Apache Parquet Could not read footer: java.io.IOException: Apache Parquet Could not read footer: java.io.IOException: hadoop hadoop

Apache Parquet Could not read footer: java.io.IOException:


I got the same problem trying to read a parquet file from S3. In my case the issue was the required libraries were not available for all workers in the cluster.

There are 2 ways to fix that:

  • Make sure you added the dependencies on the spark-submit command so it's distributed to the whole cluster
  • Add the dependencies on the /jars directory on your SPARK_HOME for each worker in the cluster.

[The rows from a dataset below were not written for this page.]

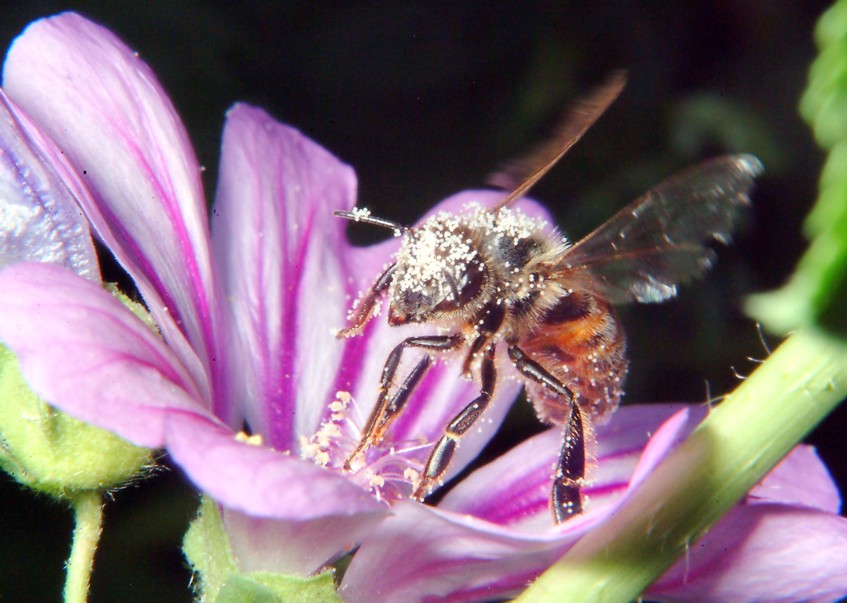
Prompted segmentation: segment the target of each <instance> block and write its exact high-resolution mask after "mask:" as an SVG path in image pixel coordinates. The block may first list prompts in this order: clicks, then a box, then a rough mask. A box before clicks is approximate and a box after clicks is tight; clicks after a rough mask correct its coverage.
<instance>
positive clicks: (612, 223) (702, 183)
mask: <svg viewBox="0 0 847 603" xmlns="http://www.w3.org/2000/svg"><path fill="white" fill-rule="evenodd" d="M762 169H763V168H762V164H761V162H759V160H758V159H756V158H755V157H753V156H751V155H731V156H726V157H720V158H717V159H713V160H711V161H707V162H705V163H702V164H700V165H697V166H695V167H693V168H690V169H689V170H686V171H684V172H682V173H680V174H678V175H676V176H674V177H672V178H669V179H668V180H665V181H664V182H662V183H661V184H659V185H658V186H656V187H655V188H653V189H652V190H650V191H649V192H647V193H646V194H644V195H642V196H641V197H639V198H638V199H636V200H635V201H633V202H632V203H631V204H630V205H628V206H627V207H625V208H624V209H622V210H621V211H619V212H618V213H617V214H615V215H614V216H613V217H612V218H611V219H610V220H609V221H607V222H606V223H605V224H603V225H602V226H600V227H599V228H597V229H596V230H595V231H594V232H592V233H591V234H589V235H588V236H586V237H585V238H584V239H582V240H581V241H579V242H578V243H577V244H576V245H574V246H572V247H570V248H569V249H568V250H567V251H566V252H565V253H564V254H563V255H562V256H561V258H560V259H559V262H558V264H557V268H558V269H559V270H560V271H561V273H560V275H561V278H562V279H563V280H564V281H565V282H566V283H567V285H568V286H569V287H574V288H579V289H584V290H587V291H591V292H593V293H596V294H598V295H600V296H602V297H604V298H605V299H607V300H609V301H610V302H612V303H625V302H629V301H639V302H658V301H662V300H665V299H667V298H669V297H673V296H674V295H676V286H677V285H678V284H680V283H683V282H685V281H688V280H690V279H692V278H695V277H698V276H700V275H701V274H703V272H705V271H706V270H708V269H709V267H710V266H711V265H712V262H713V261H714V259H715V252H714V251H713V250H712V249H710V248H709V247H707V245H706V243H707V242H708V241H709V240H711V239H714V240H716V241H719V242H721V243H727V242H728V241H729V237H730V233H731V231H732V229H733V227H734V226H735V223H736V221H737V219H738V216H739V214H740V213H741V210H742V208H743V207H745V206H747V205H749V203H750V199H749V193H750V190H751V188H752V186H753V180H754V179H755V177H756V176H757V175H759V174H760V173H761V172H762Z"/></svg>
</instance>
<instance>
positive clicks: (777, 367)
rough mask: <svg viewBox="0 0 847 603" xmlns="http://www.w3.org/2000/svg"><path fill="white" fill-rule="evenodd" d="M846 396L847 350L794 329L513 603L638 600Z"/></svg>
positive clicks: (843, 347)
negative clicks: (647, 588) (549, 567)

if you open a parquet file (text editor), at the very bottom you will see something like "parquet-mr" and that could help you know what version/format the file was created from

the method above though simple, the "creator" can be something else like impala or other component that can create parquet files and you can use parquet-tools https://github.com/apache/parquet-mr/tree/master/parquet-tools

since it looks like you are using spark to read the parquet file you might be able to work-around it by setting spark.sql.parquet.filterPushdown to false. maybe try that first (more info here - https://spark.apache.org/docs/latest/sql-programming-guide.html#configuration - change latest to your version of spark).

if that does not work then maybe try if this is an issue with latest version of spark - if it does then you can try to trace history of which commits fixed it and that might give you an insight on possible work-around

or if you know the parquet version you can use (switch) the corresponding branch of parquet-mr (build the parquet-tools for that) and use the tools for that version to test your metadata files (_metadata, _common_metadata) or one of the parquet file - you should be able to reproduce the error and debug from there


Check your folder permissions. We have seen this error in other environments and it was caused by Spark not having the permission to access the file.